Lastly, this may return None when we can’t determine the test state at all. This typically happens when job id’s don’t stick around after a test finishes, so we don’t have any information on it. This isn’t an error - more like a shrug.

_kickoff(pav_cfg, job: Job, sched_config: dict, job_name: str, nodes: NodeList | None = None, node_range: Tuple[int, int] | None = None) → JobInfo

Schedule the test under this scheduler.

Parameters:

job_name – The job should be named this under the scheduler, if possible.
sched_config – The (validated) scheduler config.
nodes – A list of specific nodes to kickoff the test under. This list, when provided, should be comprehensive. A non-comprehensive list of nodes to include can be provided via the config[‘include_nodes’] option.
node_range – A tuple of the (min, max) nodes to request.

Returns:

The job info of the kicked off job.

One and only one of ‘nodes’ and ‘node_range’ may be provided.

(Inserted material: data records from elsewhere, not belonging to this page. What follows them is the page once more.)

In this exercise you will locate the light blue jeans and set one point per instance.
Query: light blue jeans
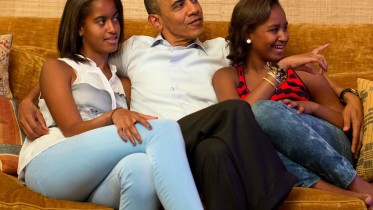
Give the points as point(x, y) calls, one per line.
point(311, 148)
point(98, 166)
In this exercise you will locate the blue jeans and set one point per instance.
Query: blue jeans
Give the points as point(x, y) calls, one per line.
point(311, 148)
point(84, 166)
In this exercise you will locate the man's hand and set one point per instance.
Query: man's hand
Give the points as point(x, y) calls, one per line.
point(31, 120)
point(353, 115)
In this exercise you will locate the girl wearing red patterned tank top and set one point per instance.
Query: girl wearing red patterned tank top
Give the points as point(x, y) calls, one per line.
point(291, 99)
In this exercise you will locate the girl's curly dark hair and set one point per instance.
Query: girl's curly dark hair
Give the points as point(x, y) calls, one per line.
point(246, 16)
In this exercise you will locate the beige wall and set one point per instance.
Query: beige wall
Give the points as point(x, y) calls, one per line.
point(298, 11)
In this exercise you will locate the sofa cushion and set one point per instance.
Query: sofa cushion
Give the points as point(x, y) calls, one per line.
point(26, 63)
point(365, 162)
point(11, 137)
point(5, 45)
point(14, 195)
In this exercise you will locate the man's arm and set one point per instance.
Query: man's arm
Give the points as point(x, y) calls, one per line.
point(352, 115)
point(30, 118)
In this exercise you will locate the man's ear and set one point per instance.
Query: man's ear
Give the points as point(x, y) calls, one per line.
point(155, 21)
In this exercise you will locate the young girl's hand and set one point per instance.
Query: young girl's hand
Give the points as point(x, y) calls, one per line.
point(311, 62)
point(307, 107)
point(125, 121)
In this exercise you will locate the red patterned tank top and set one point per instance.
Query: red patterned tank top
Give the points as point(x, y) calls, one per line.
point(293, 88)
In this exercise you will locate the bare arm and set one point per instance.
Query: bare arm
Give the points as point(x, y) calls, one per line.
point(327, 105)
point(352, 116)
point(59, 99)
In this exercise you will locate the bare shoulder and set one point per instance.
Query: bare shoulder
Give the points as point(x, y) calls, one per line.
point(312, 80)
point(229, 72)
point(55, 66)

By default, scheduler plugins will produce a bash kickoff script for you to hand to the scheduler to run. You should generally rely on this autogenerated script to do the right thing internally.

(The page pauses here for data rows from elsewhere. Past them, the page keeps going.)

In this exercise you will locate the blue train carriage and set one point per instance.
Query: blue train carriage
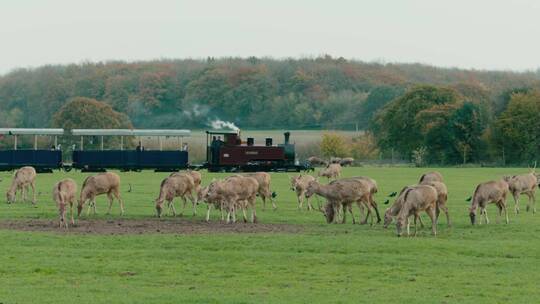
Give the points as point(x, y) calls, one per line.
point(136, 159)
point(42, 159)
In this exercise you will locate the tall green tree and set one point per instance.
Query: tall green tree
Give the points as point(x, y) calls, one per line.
point(517, 130)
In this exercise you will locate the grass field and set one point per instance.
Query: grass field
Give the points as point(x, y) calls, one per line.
point(320, 263)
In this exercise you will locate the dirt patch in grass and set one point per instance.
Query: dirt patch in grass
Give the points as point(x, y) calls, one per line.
point(146, 226)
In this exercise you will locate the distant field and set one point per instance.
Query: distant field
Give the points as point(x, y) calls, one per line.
point(290, 257)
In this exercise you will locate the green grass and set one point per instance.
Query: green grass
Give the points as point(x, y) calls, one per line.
point(494, 263)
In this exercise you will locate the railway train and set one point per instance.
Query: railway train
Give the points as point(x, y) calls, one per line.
point(225, 152)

If your scheduler uses script header information to figure out the parameters for a job, you can provide that by overriding KICKOFF_SCRIPT_HEADER_CLASS class variable and providing your own KickoffScriptHeader sub-class. Otherwise, you may simply pass the appropriate information to your scheduler through command line or API arguments.

Pavilion expects you to ask for an allocation as specified in the schedule section. You should include the following, assuming your scheduler has such a concept (or an equivalent concept):

‘partition’ - The sub-division of nodes to run on.

‘reservation’ - Set of reserved nodes to run on (Pavilion assumes that nodes in a reservation are only available if the reservation is specified.

‘qos’ - Quality of Service run group. Determines allocation limits along with account’

‘account’ - Account that tracks node sharing information.

‘time_limit’ - Provided in ‘seconds’. Overall job time limit.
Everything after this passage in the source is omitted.